La gran búsqueda de Bartolomé en la ciudad
Un oso de peluche se aventura en la ciudad para recuperar una reliquia familiar perdida de su dueña.
La partida imprevista

Bartolomé, un oso de peluche de distinguida antigüedad, vigilaba junto a la ventana abierta del apartamento de Lilia. Su sonrisa cosida era permanente, pero sus ojos de botón no se perdían nada. De repente, una ráfaga de viento traicionera invadió la habitación, arrebatando un frágil mapa de tonos sepia del escritorio, una preciada reliquia de la familia de Lilia. Revoloteó por un momento, como un pájaro capturado, antes de desaparecer en el cañón urbano de abajo. Un profundo sentido de la responsabilidad se apoderó del corazón de serrín de Bartolomé. Era su guardia, su ventana. Deslizándose silenciosamente del alféizar, resolvió aventurarse en la vasta y rugiente ciudad para recuperar lo perdido.
Una alianza improbable

La calle era una cacofonía de motores rugientes y pasos apresurados. Para un oso pequeño, era una jungla aterradora de acero y hormigón. Bartolomé siguió adelante, su mirada escaneando cada rincón. Lo vio: el primer fragmento del mapa, vergonzosamente enredado en una botella de plástico desechada. Mientras luchaba por liberarlo, una sombra cayó sobre él. Levantó la vista para ver una paloma grande y perspicaz. «Vaya aprieto para alguien tan pequeño», arrulló la paloma, cuyo nombre era Jaspe. «Ese mapa se dispersó en tres pedazos. Los vi caer». Bartolomé explicó su urgente misión. Intrigado por la resolución del oso, Jaspe ofreció su ayuda. «La ciudad guarda secretos para quienes saben mirar», dijo. «Y peligros para quienes no. Trabajemos juntos».
El jardín en el cielo

Con un poderoso batir de alas, Jaspe llevó a Bartolomé a un lugar que parecía imposible en el corazón de la ciudad: un jardín en la azotea rebosante de vida. Los tomates colgaban de las vides, las abejas zumbaban alrededor de la lavanda y, en medio de una maceta de geranios vibrantes, yacía el segundo trozo del mapa.

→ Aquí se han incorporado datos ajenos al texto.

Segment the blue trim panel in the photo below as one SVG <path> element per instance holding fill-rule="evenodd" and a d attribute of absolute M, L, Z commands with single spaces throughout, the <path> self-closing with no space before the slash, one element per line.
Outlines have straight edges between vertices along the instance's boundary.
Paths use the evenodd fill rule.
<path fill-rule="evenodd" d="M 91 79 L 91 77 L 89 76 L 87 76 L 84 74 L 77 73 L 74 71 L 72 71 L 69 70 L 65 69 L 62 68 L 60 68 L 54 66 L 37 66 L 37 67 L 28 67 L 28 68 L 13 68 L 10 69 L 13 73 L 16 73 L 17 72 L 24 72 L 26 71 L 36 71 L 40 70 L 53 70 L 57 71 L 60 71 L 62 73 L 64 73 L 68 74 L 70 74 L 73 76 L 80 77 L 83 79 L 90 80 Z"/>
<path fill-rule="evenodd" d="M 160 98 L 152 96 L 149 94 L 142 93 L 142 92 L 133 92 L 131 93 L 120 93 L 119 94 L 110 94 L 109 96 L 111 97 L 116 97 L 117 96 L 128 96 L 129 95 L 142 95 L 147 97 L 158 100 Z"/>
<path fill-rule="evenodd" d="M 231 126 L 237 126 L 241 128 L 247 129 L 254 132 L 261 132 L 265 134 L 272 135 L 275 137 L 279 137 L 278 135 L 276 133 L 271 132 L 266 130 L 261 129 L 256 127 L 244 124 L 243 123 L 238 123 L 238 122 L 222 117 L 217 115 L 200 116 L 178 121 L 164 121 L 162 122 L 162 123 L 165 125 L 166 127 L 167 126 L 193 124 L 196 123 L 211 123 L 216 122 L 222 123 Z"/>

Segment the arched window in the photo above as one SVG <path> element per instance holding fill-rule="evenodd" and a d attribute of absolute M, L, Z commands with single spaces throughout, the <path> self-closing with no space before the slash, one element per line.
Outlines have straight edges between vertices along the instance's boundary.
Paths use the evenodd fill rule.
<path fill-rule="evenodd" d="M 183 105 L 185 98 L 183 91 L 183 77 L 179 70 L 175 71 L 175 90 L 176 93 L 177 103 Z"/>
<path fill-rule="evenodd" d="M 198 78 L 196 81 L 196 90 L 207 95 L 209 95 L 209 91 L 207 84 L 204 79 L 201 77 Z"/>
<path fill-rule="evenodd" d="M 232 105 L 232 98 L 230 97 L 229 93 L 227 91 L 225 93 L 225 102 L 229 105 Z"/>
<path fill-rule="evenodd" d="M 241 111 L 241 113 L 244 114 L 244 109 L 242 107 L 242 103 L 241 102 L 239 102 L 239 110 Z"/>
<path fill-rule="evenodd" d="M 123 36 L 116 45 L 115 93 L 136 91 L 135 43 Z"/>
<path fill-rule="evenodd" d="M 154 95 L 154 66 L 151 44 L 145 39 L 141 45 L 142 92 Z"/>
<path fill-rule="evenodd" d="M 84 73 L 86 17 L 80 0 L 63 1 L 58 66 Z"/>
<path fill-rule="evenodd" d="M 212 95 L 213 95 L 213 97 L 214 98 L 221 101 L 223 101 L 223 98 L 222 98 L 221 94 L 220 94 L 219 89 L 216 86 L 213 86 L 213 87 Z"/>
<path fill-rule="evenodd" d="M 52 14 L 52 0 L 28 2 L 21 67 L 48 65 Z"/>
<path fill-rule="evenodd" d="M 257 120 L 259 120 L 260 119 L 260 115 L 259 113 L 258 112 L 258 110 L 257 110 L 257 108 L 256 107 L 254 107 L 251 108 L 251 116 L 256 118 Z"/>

Era un marcado contraste con la calle llena de basura de abajo. «Algunos construyen, otros desechan», señaló Jaspe sabiamente. Trabajando en equipo, Jaspe distrajo a un petirrojo territorial mientras Bartolomé, usando una pequeña ramita como herramienta, pescó cuidadosamente el fragmento de papel de la tierra. Sosteniendo la segunda pieza, Bartolomé sintió una oleada de esperanza. La ciudad no era solo un monstruo de hormigón; también era un lugar de belleza oculta y resiliencia.
Una puntada a tiempo

La pieza final era la que estaba colocada más cruelmente. Se había deslizado a través de los dientes de hierro de un desagüe pluvial, descansando justo fuera de alcance. Era demasiado profundo para una ramita, demasiado estrecho para el pico de Jaspe. La desesperación comenzó a invadirlo. Entonces, Bartolomé miró su propio brazo, el hilo marrón y resistente que lo mantenía unido. Era parte de él. Con nueva resolución, tiró con cuidado de un extremo suelto. La puntada se deshizo, creando una línea larga y fuerte. Fue un pequeño sacrificio, una parte de su propia integridad por el bien de su misión. Bajó el hilo, lastrado con un diminuto guijarro, hasta que enganchó el papel. Lenta y minuciosamente, sacó su premio de la oscuridad. Tenía las tres piezas.